O governo brasileiro também informou que a entrada do cacique Raoni aconteceu pela área de autoridades, com escolta da Polícia Oficial da ONU, e que a equipe do MPI o acompanhou durante as reuniões realizadas na Zona Azul no sábado e garantiu que não houvesse qualquer problema de acesso, em contato direto com a equipe da Presidência da COP30.

Cântico caiapó
As queixas de Raoni e de sua delegação para encontrar um espaço para discursar na primeira COP da Amazônia contrasta com a imagem dele subindo a rampa do Palácio do Planalto em janeiro de 2023, de braços dados com o presidente recém empossado, Luiz Inácio Lula da Silva (PT).
Na semana passada, Raoni já havia cobrado, em declaração exclusiva enviada à BBC News Brasil, a promessa de Lula de que “iria demarcar todas as terras [indígenas]”.
Desde que assumiu o terceiro mandato, Lula demarcou 16 territórios, o que, segundo o portal do governo, já supera o compromisso firmado no começo do mandato. Há, no entanto, uma campanha para que o presidente formalize outras 67 terras.
Na tarde de sábado, Raoni chegou ao espaço reservado no pavilhão The Climate Funds em Belém acompanhado da ministra do MPI, Sônia Guajajara, que fez uma fala curta e se retirou depois.

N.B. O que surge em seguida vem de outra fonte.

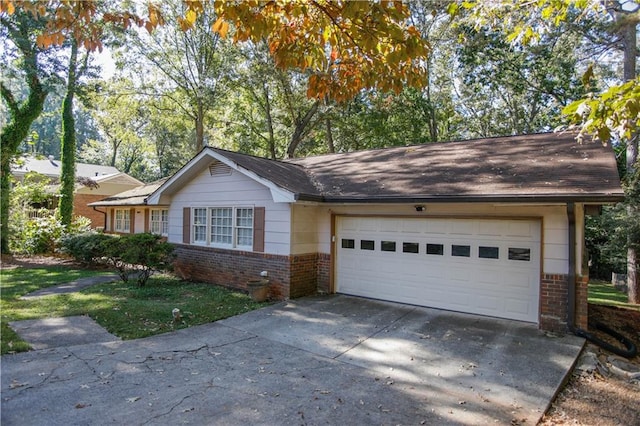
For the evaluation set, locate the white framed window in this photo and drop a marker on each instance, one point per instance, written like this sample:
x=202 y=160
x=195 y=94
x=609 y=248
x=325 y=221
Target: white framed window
x=244 y=227
x=223 y=226
x=200 y=225
x=159 y=222
x=122 y=220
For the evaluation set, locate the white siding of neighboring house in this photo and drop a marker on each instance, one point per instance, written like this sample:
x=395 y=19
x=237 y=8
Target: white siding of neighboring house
x=233 y=190
x=554 y=225
x=139 y=220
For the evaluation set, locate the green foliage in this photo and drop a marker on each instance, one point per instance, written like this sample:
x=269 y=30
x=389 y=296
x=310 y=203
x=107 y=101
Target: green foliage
x=614 y=112
x=34 y=229
x=138 y=255
x=87 y=248
x=21 y=28
x=68 y=145
x=604 y=293
x=124 y=309
x=42 y=235
x=608 y=236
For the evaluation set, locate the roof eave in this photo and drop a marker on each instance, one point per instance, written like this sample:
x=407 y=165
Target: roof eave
x=526 y=198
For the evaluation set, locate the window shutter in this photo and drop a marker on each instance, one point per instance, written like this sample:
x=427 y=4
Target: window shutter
x=258 y=229
x=146 y=221
x=132 y=219
x=186 y=225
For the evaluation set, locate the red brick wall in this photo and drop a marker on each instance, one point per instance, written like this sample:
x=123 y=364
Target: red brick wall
x=289 y=276
x=80 y=208
x=324 y=273
x=582 y=301
x=554 y=302
x=304 y=275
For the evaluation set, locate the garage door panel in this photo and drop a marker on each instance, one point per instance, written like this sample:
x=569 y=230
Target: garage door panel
x=505 y=287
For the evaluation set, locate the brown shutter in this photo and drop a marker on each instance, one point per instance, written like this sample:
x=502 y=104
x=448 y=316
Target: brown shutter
x=146 y=220
x=186 y=225
x=258 y=229
x=132 y=219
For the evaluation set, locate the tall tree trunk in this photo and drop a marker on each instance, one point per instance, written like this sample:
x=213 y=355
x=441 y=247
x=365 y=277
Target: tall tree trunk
x=301 y=127
x=16 y=129
x=267 y=111
x=199 y=126
x=330 y=144
x=630 y=51
x=68 y=148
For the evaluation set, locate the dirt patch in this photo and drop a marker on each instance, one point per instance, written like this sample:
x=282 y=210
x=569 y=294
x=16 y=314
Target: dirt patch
x=600 y=397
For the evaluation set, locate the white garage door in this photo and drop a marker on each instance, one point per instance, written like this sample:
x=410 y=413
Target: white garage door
x=481 y=266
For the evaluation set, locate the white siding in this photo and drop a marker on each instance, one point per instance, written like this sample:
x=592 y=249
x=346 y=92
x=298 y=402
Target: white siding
x=139 y=220
x=554 y=221
x=233 y=190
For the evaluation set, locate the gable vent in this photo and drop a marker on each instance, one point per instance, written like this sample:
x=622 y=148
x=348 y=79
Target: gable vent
x=219 y=169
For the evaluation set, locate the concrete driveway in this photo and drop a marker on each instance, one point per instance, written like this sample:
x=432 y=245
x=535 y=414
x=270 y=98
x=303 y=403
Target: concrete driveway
x=319 y=360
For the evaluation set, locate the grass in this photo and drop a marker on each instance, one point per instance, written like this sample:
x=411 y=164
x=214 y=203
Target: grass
x=604 y=293
x=124 y=309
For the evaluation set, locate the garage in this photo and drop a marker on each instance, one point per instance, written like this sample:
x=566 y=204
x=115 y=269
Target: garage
x=480 y=266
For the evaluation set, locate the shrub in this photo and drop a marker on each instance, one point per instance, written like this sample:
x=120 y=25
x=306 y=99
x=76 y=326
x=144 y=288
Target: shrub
x=138 y=255
x=40 y=235
x=86 y=248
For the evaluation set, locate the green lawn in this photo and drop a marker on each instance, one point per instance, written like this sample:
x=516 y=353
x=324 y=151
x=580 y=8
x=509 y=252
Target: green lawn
x=124 y=309
x=604 y=293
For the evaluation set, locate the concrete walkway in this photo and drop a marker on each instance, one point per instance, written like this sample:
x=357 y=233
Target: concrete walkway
x=72 y=286
x=318 y=360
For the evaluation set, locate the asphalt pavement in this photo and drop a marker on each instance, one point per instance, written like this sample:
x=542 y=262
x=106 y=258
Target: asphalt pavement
x=310 y=361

“Quero compartilhar com todas as autoridades presentes que vocês precisam defender a floresta pela verdade”, disse Raoni, perguntado sobre o sentido da COP30, que tem sido chamada pelo governo brasileiro de “COP da Verdade e da implementação”.
Raoni também disse que parte do dinheiro que está sendo enviado para os povos indígenas não está chegando a eles.
“Esse dinheiro tem que ser mandado para nós, para que a gente possa, além de fazer o nosso trabalho, proteger também nossas terras”, afirmou.
Após o discurso, o líder Megaron Txucarramãe, já anunciado como futuro sucessor de Raoni, pediu para as mulheres Kayapó cantassem como acontece nos territórios kayapó. Raoni mora na Terra Indígena Capoto-Jarina, no Mato Grosso.
“Ela [Sônia Guajajara] lutou muito para ter um espaço dos povos indígenas aqui na COP, mas eu acho que a decisão não recai só sobre a ministra. Eu acho que é uma decisão presidencial. Querendo ou não, o Brasil colocou um homem branco como presidente dessa COP”, criticou Paloma Costa, ativista brasileira, co-fundadora do Youth Climate Justice Fund, e uma das organizadoras do evento com Raoni.